Снег лепил в оконце, накапливался у верхнего края и, огрузнув, сползал сырыми потёками. Зима переламывалась на тепло. «Тепло, тепло», — подумал Отрепьев, и мысль к нему пришла, что с теплом ободрится московское дворянское ополчение и войско Мстиславского может усилиться. «Письмо надо писать, — решил Отрепьев, — не от себя, но от люда северского».
Мнимый царевич призвал к себе Сулеша Булгакова — человека незначительного, из путивльских детей боярских, однако предавшегося ему полностью. Сулеш, не выслужив ни богатства, ни чина на царской службе, подбил мятеж в Путивле, и он же самолично Мишке Салтыкову верёвку к бороде привязал и так, на верёвке, велел представить мнимому царевичу. Ему, Булгакову, ныне терять было нечего. Прощения у царя Бориса вымолить он не мог, хотя бы и слезами кровавыми. Для него оставалось царевичу служить. «Коли передние колёса лошадь в гору вывезла, — говорили, — задние сами побегут». А он, Булгаков, не то что передние колёса перекатил через горку, но и под телегу плечо подставил, вперёд подавая. Знай кати во весь опор.
Булгаков к мнимому царевичу в палату вскочил как встрёпанный. Сломал пополам тело в поклоне. Понимал — на службе новой ему ныне лоб расшибать надо.
Тогда и было сочинено письмо, как указано в бумаге сей: «Из Путивля лета 7113 месяца января 21 дня»[123]. В послании этом говорилось: «…жители земли северской и иных замков, которые государю Дмитрию Ивановичу поклонились… убогие сироты и природные холопы государя Дмитрия Ивановича… просим с плачем, покорностью и унижением, дабы король смилостивился над нами и убогие службы наши под ноги Вашего королевского величества отдаём…»
— Скачи в Варшаву, — сказал Сулешу Булгакову мнимый царевич, — в ноги падай, но письмо в руки королевского величества передай. Помощником тебе пан Мнишек.
Булгаков затрепетал, услышав имена тех, с кем ему предстояло встретиться. Припал к руке царевича.
В тот же час из Путивля в раскрывшиеся ворота выскакали с полдюжины всадников и, не жалея коней, погнали по льдистой дороге.
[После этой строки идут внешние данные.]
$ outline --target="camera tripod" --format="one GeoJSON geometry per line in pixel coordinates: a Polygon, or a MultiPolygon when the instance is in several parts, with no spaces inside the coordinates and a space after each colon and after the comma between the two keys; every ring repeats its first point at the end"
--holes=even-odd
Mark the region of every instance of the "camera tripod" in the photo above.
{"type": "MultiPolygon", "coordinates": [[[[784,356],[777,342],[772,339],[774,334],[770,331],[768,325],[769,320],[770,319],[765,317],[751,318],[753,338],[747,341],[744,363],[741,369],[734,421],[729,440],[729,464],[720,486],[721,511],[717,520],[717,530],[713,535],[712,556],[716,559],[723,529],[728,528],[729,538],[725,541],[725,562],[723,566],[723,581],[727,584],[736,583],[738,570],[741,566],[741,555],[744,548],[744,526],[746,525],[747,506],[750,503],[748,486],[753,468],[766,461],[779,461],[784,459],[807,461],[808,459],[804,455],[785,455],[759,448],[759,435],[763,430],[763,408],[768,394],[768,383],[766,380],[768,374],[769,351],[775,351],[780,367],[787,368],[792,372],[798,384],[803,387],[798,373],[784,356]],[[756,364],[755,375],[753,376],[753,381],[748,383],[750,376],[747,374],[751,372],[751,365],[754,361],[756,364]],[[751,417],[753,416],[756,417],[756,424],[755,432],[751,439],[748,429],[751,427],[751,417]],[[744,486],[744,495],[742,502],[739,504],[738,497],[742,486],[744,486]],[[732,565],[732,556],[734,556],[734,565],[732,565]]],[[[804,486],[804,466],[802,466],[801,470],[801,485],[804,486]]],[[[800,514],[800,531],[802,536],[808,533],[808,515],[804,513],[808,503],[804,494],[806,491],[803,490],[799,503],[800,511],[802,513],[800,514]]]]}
Первым скакал Сулеш Булгаков. На боку у него была сумка, которую беречь ему повелели больше жизни.
Но это было не всё из того, чем умножить надеялся мнимый царевич своё воинство. Послал он и на Дон, и в Сечь людей — звать казаков. К Сечи повёл станицу Иван-трёхпалый, больше и больше входивший в силу при мнимом царевиче, после того как смутил черниговцев. Этот землю рыл шибче Сулеша Булгакова, и на него сильно надеялся Отрепьев.
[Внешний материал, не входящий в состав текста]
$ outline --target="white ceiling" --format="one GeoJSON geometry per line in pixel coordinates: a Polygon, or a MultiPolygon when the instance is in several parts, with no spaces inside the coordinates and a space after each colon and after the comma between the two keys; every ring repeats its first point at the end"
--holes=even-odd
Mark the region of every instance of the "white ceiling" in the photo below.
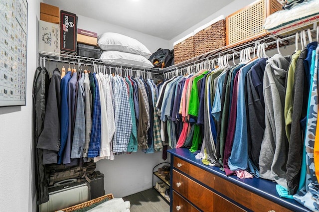
{"type": "Polygon", "coordinates": [[[43,0],[60,9],[170,40],[234,0],[43,0]]]}

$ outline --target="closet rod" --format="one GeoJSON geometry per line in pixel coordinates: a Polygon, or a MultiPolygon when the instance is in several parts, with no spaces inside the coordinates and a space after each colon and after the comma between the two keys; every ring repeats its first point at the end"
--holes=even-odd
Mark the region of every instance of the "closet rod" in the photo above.
{"type": "MultiPolygon", "coordinates": [[[[317,30],[316,28],[310,28],[309,29],[311,29],[310,31],[312,33],[316,32],[317,30]]],[[[304,29],[304,30],[307,31],[307,29],[304,29]]],[[[302,30],[301,31],[303,31],[304,30],[302,30]]],[[[290,33],[289,36],[283,35],[282,34],[276,35],[269,35],[269,34],[265,34],[262,35],[261,37],[259,37],[253,38],[249,41],[243,41],[243,43],[242,44],[239,44],[237,45],[235,44],[232,44],[230,46],[224,46],[219,49],[215,49],[211,51],[211,52],[205,53],[202,55],[182,62],[176,65],[173,65],[169,67],[164,68],[162,70],[160,70],[160,72],[161,72],[161,73],[165,73],[168,71],[172,71],[176,68],[184,68],[207,60],[217,58],[219,56],[223,56],[228,54],[233,54],[234,53],[238,53],[241,50],[246,49],[249,47],[253,48],[257,43],[266,43],[268,46],[266,49],[267,51],[273,49],[277,48],[277,40],[278,38],[280,38],[283,42],[284,42],[284,43],[283,43],[283,44],[281,44],[281,46],[285,46],[285,45],[290,45],[291,44],[294,43],[295,42],[295,39],[293,38],[295,38],[297,31],[295,30],[294,30],[294,32],[295,32],[293,34],[290,33]]],[[[298,32],[300,33],[300,31],[298,32]]]]}
{"type": "Polygon", "coordinates": [[[137,69],[145,70],[152,72],[152,73],[159,73],[159,69],[154,67],[146,67],[145,66],[136,65],[129,64],[126,63],[118,63],[115,62],[104,62],[99,59],[89,57],[82,57],[77,55],[72,55],[65,53],[55,53],[53,52],[39,52],[40,56],[45,57],[46,59],[58,62],[64,63],[79,64],[92,66],[94,65],[106,65],[112,67],[122,67],[124,68],[134,68],[137,69]]]}
{"type": "MultiPolygon", "coordinates": [[[[107,65],[107,64],[90,64],[90,63],[82,63],[82,62],[77,62],[75,61],[63,61],[63,60],[59,60],[58,59],[55,59],[55,58],[46,58],[45,57],[40,57],[40,66],[41,66],[41,64],[42,64],[42,60],[43,60],[43,65],[45,65],[45,61],[46,60],[48,60],[49,62],[50,61],[54,61],[54,62],[56,62],[58,63],[65,63],[66,64],[72,64],[72,65],[81,65],[83,66],[92,66],[92,67],[94,67],[95,65],[100,65],[101,66],[106,66],[109,68],[111,68],[112,69],[116,69],[117,68],[119,68],[120,67],[118,67],[118,66],[111,66],[110,65],[107,65]]],[[[134,71],[134,72],[141,72],[142,73],[146,73],[147,74],[148,72],[150,72],[152,73],[152,74],[156,74],[156,75],[159,75],[160,73],[159,73],[158,72],[152,72],[151,71],[149,71],[149,70],[146,70],[145,71],[145,70],[139,70],[138,69],[134,69],[133,67],[131,67],[131,68],[127,68],[129,69],[131,69],[132,71],[134,71]]],[[[122,68],[122,71],[124,71],[125,72],[125,68],[122,68]]]]}
{"type": "MultiPolygon", "coordinates": [[[[301,32],[302,32],[303,31],[307,31],[307,30],[302,30],[301,32]]],[[[313,32],[316,33],[317,32],[317,29],[315,28],[315,29],[311,29],[310,32],[312,33],[312,33],[313,32]]],[[[300,32],[299,32],[298,33],[300,33],[300,32]]],[[[182,62],[182,64],[180,66],[170,66],[169,67],[167,67],[167,68],[164,69],[161,73],[165,73],[166,72],[170,72],[170,71],[173,71],[173,70],[175,69],[176,68],[186,67],[190,65],[193,65],[194,64],[200,63],[201,62],[204,62],[206,60],[216,59],[216,58],[218,58],[219,56],[224,56],[227,54],[232,54],[232,55],[233,54],[240,54],[240,51],[241,51],[242,50],[247,49],[247,48],[249,48],[250,47],[253,48],[257,43],[260,43],[260,44],[263,43],[266,43],[266,44],[268,46],[268,47],[266,48],[266,51],[271,50],[277,48],[277,39],[278,38],[280,38],[280,40],[283,42],[283,44],[281,44],[281,46],[282,47],[282,46],[284,46],[285,44],[291,44],[294,43],[295,37],[296,37],[295,34],[294,34],[293,35],[290,35],[288,36],[283,37],[280,37],[279,36],[272,36],[271,37],[269,37],[266,39],[263,38],[260,40],[256,40],[249,44],[245,44],[243,46],[237,46],[234,48],[231,48],[229,49],[227,49],[228,48],[227,46],[225,46],[225,47],[222,47],[220,49],[213,50],[211,52],[207,53],[207,54],[210,54],[210,55],[206,56],[204,58],[201,58],[201,56],[199,56],[199,58],[197,60],[193,61],[191,59],[188,62],[187,61],[185,61],[185,64],[182,64],[183,63],[182,62]],[[273,40],[268,42],[263,42],[264,41],[266,40],[267,39],[271,39],[273,40]],[[284,41],[285,41],[285,43],[284,43],[284,41]],[[225,51],[221,52],[220,51],[222,50],[223,48],[225,49],[225,51]],[[235,51],[235,50],[239,50],[239,51],[235,51]]],[[[204,55],[205,55],[205,54],[203,55],[202,57],[203,57],[204,55]]],[[[236,57],[236,58],[238,58],[238,57],[236,57]]]]}

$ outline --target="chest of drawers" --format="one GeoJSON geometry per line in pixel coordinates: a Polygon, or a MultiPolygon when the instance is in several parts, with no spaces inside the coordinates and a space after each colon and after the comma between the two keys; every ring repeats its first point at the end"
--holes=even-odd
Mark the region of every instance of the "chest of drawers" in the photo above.
{"type": "Polygon", "coordinates": [[[168,152],[172,167],[171,211],[309,211],[294,200],[280,197],[271,181],[227,177],[219,168],[202,164],[188,149],[168,152]]]}

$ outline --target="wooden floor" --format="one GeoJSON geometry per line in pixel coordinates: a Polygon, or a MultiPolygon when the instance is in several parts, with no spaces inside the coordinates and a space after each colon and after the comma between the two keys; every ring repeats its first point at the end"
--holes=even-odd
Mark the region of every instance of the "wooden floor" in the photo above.
{"type": "Polygon", "coordinates": [[[123,198],[130,201],[131,212],[169,211],[169,205],[155,190],[150,189],[134,195],[123,198]]]}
— Будут, будут казачки, — сказал Иван-трёхпалый и, выезжая из ворот путивльских, так свистнул в два пальца, как только в лесу свистят. А он-то, известно, в лесу тому и учился.
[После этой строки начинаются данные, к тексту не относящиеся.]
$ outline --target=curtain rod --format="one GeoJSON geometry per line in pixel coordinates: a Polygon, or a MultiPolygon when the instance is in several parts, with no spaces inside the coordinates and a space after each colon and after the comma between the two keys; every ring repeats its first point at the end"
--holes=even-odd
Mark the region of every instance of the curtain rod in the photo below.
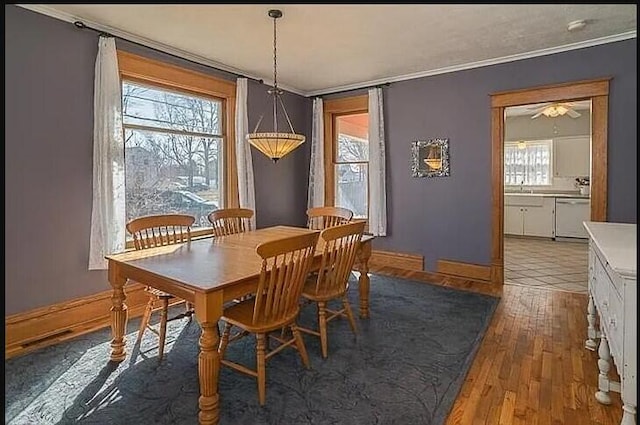
{"type": "Polygon", "coordinates": [[[178,58],[178,59],[181,59],[181,60],[184,60],[184,61],[187,61],[187,62],[191,62],[191,63],[197,64],[197,65],[200,65],[200,66],[206,66],[206,67],[209,67],[209,68],[213,68],[213,69],[215,69],[216,71],[225,72],[225,73],[227,73],[227,74],[235,75],[236,77],[239,77],[239,78],[246,78],[247,80],[253,80],[253,81],[257,81],[257,82],[258,82],[258,83],[260,83],[260,84],[264,84],[264,80],[262,80],[262,79],[251,78],[251,77],[244,76],[244,75],[242,75],[242,74],[236,74],[235,72],[225,71],[224,69],[218,69],[218,68],[215,68],[215,67],[213,67],[213,66],[211,66],[211,65],[205,65],[205,64],[202,64],[202,63],[200,63],[200,62],[196,62],[196,61],[194,61],[194,60],[191,60],[191,59],[183,58],[183,57],[180,57],[180,56],[174,55],[174,54],[172,54],[172,53],[167,53],[167,52],[165,52],[165,51],[163,51],[163,50],[156,49],[156,48],[154,48],[154,47],[149,47],[149,46],[146,46],[146,45],[144,45],[144,44],[142,44],[142,43],[138,43],[138,42],[136,42],[136,41],[131,41],[131,40],[128,40],[128,39],[123,38],[123,37],[116,37],[116,36],[114,36],[113,34],[110,34],[110,33],[106,32],[106,31],[102,31],[102,30],[99,30],[99,29],[96,29],[96,28],[91,28],[91,27],[89,27],[89,26],[85,25],[85,23],[84,23],[84,22],[82,22],[82,21],[75,21],[75,22],[73,23],[73,25],[74,25],[76,28],[81,29],[81,30],[89,30],[89,31],[97,32],[97,33],[98,33],[100,36],[102,36],[102,37],[113,37],[113,38],[119,38],[119,39],[124,40],[124,41],[126,41],[126,42],[128,42],[128,43],[135,44],[135,45],[137,45],[137,46],[141,46],[141,47],[145,47],[145,48],[147,48],[147,49],[150,49],[150,50],[153,50],[153,51],[156,51],[156,52],[159,52],[159,53],[163,53],[163,54],[165,54],[165,55],[173,56],[174,58],[178,58]]]}
{"type": "Polygon", "coordinates": [[[334,91],[334,92],[331,92],[331,93],[323,93],[321,95],[314,96],[314,97],[330,96],[332,94],[346,93],[346,92],[356,91],[356,90],[368,90],[368,89],[372,89],[372,88],[389,87],[390,85],[391,85],[391,83],[376,84],[376,85],[373,85],[373,86],[364,86],[364,87],[358,87],[358,88],[355,88],[355,89],[345,89],[345,90],[334,91]]]}

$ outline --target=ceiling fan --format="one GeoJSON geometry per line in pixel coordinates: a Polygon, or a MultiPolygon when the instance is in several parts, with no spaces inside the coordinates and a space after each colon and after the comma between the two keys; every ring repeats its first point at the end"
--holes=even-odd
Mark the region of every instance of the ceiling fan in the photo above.
{"type": "Polygon", "coordinates": [[[578,118],[582,114],[573,109],[574,104],[571,102],[554,102],[538,105],[533,108],[534,115],[531,119],[536,119],[541,115],[549,118],[555,118],[562,115],[569,115],[571,118],[578,118]]]}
Стрельцы, стоящие в воротах, хотя и предались мнимому царевичу, а головы нагнули. Уж больно диким пахнуло от свиста того, страшным.
— Тать, ах, тать! — сказал один из них, боязливо глянув на Ивана, выскакивавшего из ворот. И чуть было другие слова с губ у него не сорвались: «Так кому же мы служим?» Ан увидел, что другой, его же полку, глянул на него косо, и он словами этими подавился.